The r160529 introduced alternative way of removing globals to appease leak detectors (e.g valgrind). However this commit made nearly impossible removing global if it is of structure or array type and contains element of pointer type. Consider following example:
static int bar() { return 42; } static struct S { int (*F)(); int A; } Obj = { bar, 0 }; int main() { Obj.A = 42; return 0; }
In the example above global variable Obj will not be eliminated by globalopt, because it contains a pointer, although that pointer is a pointer to function and is never really accessed. The more serious problem is that function bar is not being DCE'd, although it's obviously dead. This could be especially problematic for LTO builds - I'm observing significant amount of dead stuff left in the image, which would otherwise have been eliminated.
Another issues with r160529 are:
- Very poor test coverage.
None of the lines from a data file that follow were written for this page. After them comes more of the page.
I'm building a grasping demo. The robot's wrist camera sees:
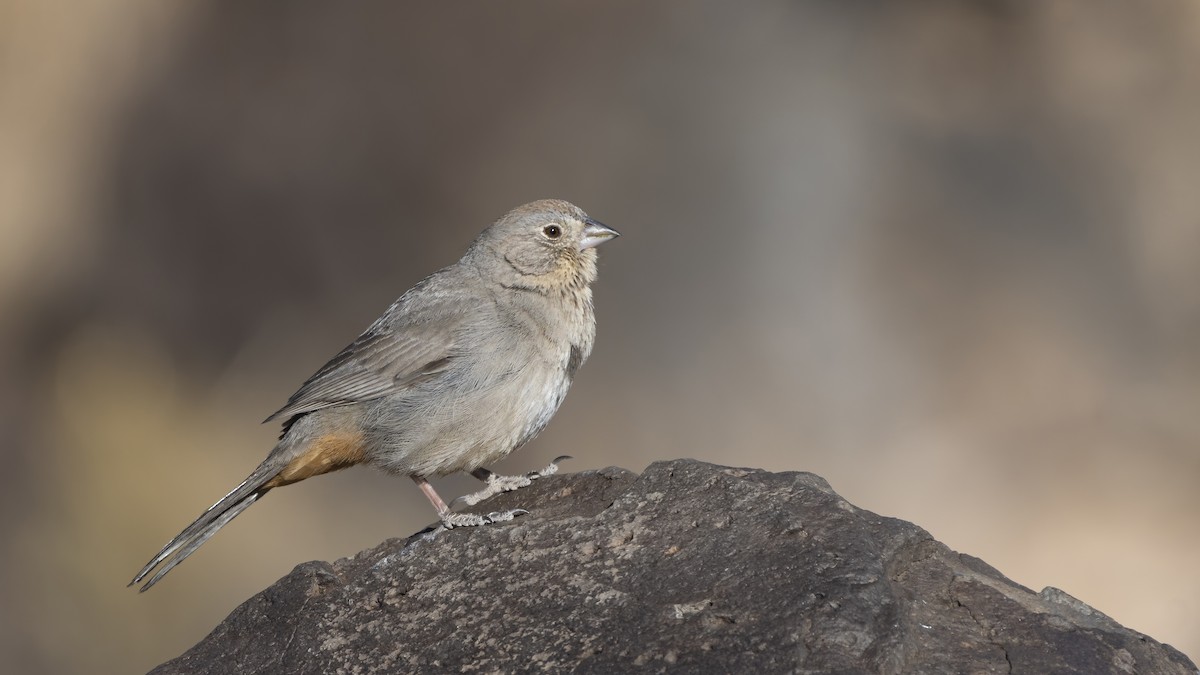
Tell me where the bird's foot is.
[442,508,529,530]
[450,455,571,508]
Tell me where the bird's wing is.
[264,291,469,422]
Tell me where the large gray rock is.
[155,460,1196,675]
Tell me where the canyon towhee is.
[130,199,618,591]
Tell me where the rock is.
[154,460,1196,675]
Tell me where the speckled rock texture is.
[154,460,1196,675]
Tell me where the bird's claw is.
[450,455,574,508]
[526,455,575,480]
[442,508,529,530]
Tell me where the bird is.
[130,199,619,592]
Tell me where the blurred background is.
[0,0,1200,674]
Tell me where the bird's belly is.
[373,369,570,477]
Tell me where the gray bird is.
[130,199,619,591]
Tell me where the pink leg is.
[413,476,529,530]
[413,476,450,518]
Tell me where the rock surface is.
[154,460,1196,675]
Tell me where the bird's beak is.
[580,219,620,251]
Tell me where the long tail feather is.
[128,462,278,592]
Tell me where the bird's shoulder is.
[265,261,494,422]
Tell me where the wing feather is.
[264,281,472,422]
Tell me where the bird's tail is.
[130,460,280,592]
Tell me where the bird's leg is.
[413,476,529,530]
[451,455,571,506]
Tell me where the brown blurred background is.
[0,0,1200,674]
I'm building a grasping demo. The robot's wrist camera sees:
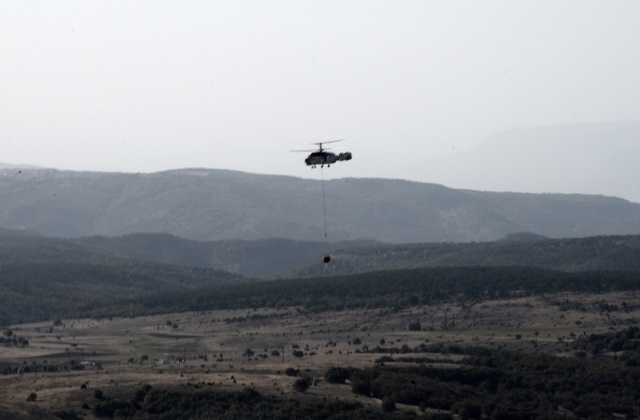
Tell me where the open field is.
[0,292,640,418]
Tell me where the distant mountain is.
[0,260,248,326]
[71,233,374,278]
[410,122,640,203]
[0,169,640,243]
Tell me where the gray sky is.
[0,0,640,182]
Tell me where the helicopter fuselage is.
[304,151,352,167]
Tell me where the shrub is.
[293,378,309,392]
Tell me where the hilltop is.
[0,169,640,243]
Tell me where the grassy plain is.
[0,292,640,418]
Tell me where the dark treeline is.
[325,330,640,419]
[82,383,417,420]
[78,267,640,317]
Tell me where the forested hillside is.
[295,234,640,277]
[76,267,640,317]
[0,260,248,325]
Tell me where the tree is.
[293,378,309,392]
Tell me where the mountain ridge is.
[0,168,640,243]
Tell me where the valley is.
[0,291,640,418]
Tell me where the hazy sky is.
[0,0,640,178]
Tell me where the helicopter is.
[292,139,352,169]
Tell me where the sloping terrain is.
[0,169,640,243]
[292,235,640,277]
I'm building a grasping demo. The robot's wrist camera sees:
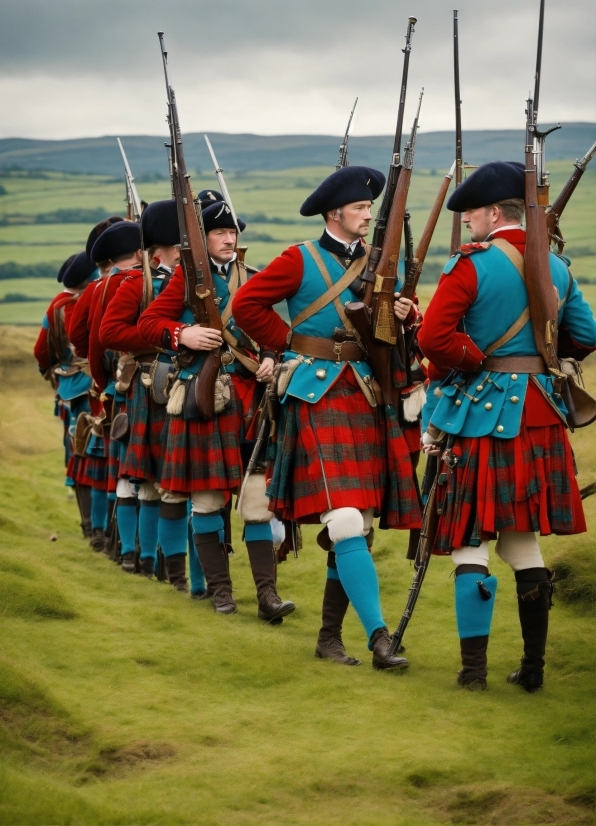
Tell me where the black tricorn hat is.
[56,252,77,281]
[85,215,125,261]
[62,252,97,287]
[141,200,180,249]
[300,166,385,216]
[91,221,141,263]
[198,189,225,208]
[447,161,526,212]
[202,201,246,233]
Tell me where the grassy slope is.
[0,327,596,826]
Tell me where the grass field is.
[0,327,596,826]
[0,154,596,279]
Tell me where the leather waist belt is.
[481,356,548,375]
[288,333,365,361]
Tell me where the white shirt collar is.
[325,227,360,252]
[484,224,523,241]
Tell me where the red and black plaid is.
[158,380,243,495]
[120,371,166,482]
[267,370,420,528]
[433,412,586,554]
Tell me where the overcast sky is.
[0,0,596,138]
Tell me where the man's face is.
[153,246,180,270]
[207,229,236,264]
[461,206,498,241]
[328,201,372,241]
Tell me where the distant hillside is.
[0,123,596,173]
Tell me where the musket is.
[203,135,240,233]
[335,98,358,170]
[157,32,223,419]
[532,0,561,207]
[546,143,596,253]
[400,161,457,301]
[451,9,464,255]
[346,90,424,410]
[524,0,565,378]
[116,138,143,224]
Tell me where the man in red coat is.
[234,166,420,669]
[418,162,596,692]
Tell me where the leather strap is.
[482,356,548,375]
[291,333,365,361]
[292,241,370,332]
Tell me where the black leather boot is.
[457,635,488,691]
[75,482,92,539]
[507,568,553,693]
[164,554,188,594]
[370,626,410,671]
[246,539,296,625]
[194,531,236,614]
[315,551,362,665]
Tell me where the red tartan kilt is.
[120,373,166,482]
[433,411,587,554]
[267,369,420,527]
[158,377,244,495]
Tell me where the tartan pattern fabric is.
[120,371,166,482]
[104,399,126,493]
[433,412,587,554]
[267,370,420,527]
[158,378,243,495]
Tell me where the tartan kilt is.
[267,370,420,527]
[433,411,587,554]
[158,374,244,495]
[104,399,126,493]
[120,371,166,482]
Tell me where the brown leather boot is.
[246,539,296,625]
[507,568,553,694]
[193,531,236,614]
[457,636,488,691]
[315,568,362,665]
[75,482,93,539]
[370,626,410,671]
[164,554,188,594]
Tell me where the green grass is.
[0,161,596,279]
[0,327,596,826]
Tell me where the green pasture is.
[0,326,596,826]
[0,159,596,280]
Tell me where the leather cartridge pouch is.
[182,373,232,421]
[72,413,95,457]
[110,411,130,442]
[150,359,176,404]
[116,353,139,393]
[560,358,596,430]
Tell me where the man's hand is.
[179,324,223,350]
[255,356,275,383]
[393,293,414,321]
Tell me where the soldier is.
[234,166,420,669]
[138,190,295,624]
[34,252,97,538]
[419,162,596,692]
[99,200,198,584]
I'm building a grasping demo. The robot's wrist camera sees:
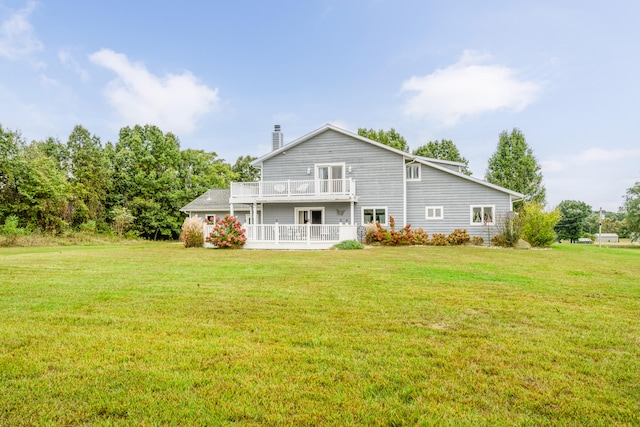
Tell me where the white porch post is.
[253,202,258,225]
[351,200,355,225]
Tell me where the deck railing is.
[231,178,356,199]
[204,224,357,246]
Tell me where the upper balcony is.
[229,178,357,203]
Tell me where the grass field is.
[0,243,640,426]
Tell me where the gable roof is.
[180,188,250,212]
[251,123,524,201]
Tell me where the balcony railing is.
[231,178,356,202]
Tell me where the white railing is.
[231,178,356,199]
[204,224,358,247]
[244,224,357,244]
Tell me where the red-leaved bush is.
[206,214,247,249]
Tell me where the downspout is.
[402,157,416,227]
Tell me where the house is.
[595,233,620,243]
[182,124,523,248]
[180,188,259,224]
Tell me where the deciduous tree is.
[623,181,640,240]
[231,156,260,182]
[485,128,546,207]
[113,125,183,239]
[358,128,409,152]
[413,139,471,175]
[554,200,591,243]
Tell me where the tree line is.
[0,125,257,239]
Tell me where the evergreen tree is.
[554,200,591,243]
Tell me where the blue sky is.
[0,0,640,211]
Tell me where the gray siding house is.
[182,124,523,248]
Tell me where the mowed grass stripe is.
[0,243,640,425]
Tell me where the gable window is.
[407,163,420,181]
[471,206,495,225]
[425,206,444,219]
[316,163,344,193]
[362,208,387,225]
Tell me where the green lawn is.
[0,243,640,426]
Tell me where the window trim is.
[469,205,496,225]
[293,206,325,225]
[424,206,444,220]
[405,163,422,181]
[360,206,389,226]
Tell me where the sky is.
[0,0,640,212]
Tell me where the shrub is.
[412,228,429,245]
[520,203,560,247]
[446,228,471,246]
[491,215,522,248]
[365,217,413,246]
[111,206,137,237]
[206,214,247,249]
[334,240,364,250]
[0,215,27,237]
[429,233,447,246]
[471,236,484,246]
[180,216,204,248]
[364,222,391,245]
[80,220,98,234]
[387,224,413,246]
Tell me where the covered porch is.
[204,223,358,250]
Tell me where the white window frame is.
[360,206,389,225]
[424,206,444,219]
[313,162,347,193]
[405,163,422,181]
[293,206,324,225]
[469,205,496,225]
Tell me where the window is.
[294,208,324,224]
[362,208,387,225]
[471,206,495,225]
[407,163,420,181]
[425,206,444,219]
[316,163,344,193]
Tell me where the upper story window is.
[425,206,444,219]
[316,163,344,193]
[407,163,420,181]
[362,208,387,225]
[471,206,496,225]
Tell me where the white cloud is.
[89,49,219,133]
[540,147,640,172]
[402,51,542,126]
[540,147,640,212]
[0,1,43,60]
[58,49,89,82]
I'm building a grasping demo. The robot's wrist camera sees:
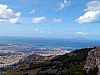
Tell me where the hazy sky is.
[0,0,100,38]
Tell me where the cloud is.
[77,0,100,24]
[58,0,71,10]
[32,16,63,24]
[29,9,36,14]
[0,4,21,24]
[76,32,88,36]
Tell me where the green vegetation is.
[2,48,98,75]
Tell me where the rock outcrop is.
[84,48,100,75]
The only test case cleanup-pointer-root-users.ll covers tiny part of added functionality
- While preventing optimizations in many cases it strangely allows some of global stores to be eliminated. For instance this one will be optimized out:
static void *p; int main() { p = malloc(100); return 0; }
And this one not:
static void *p; __attribute__((noinline)) int set(void *_p) { p = _p; } int main() { set(malloc(100)); return 0; }
An alternative to removal of r160529 could probably be converting global to private with zero initializer.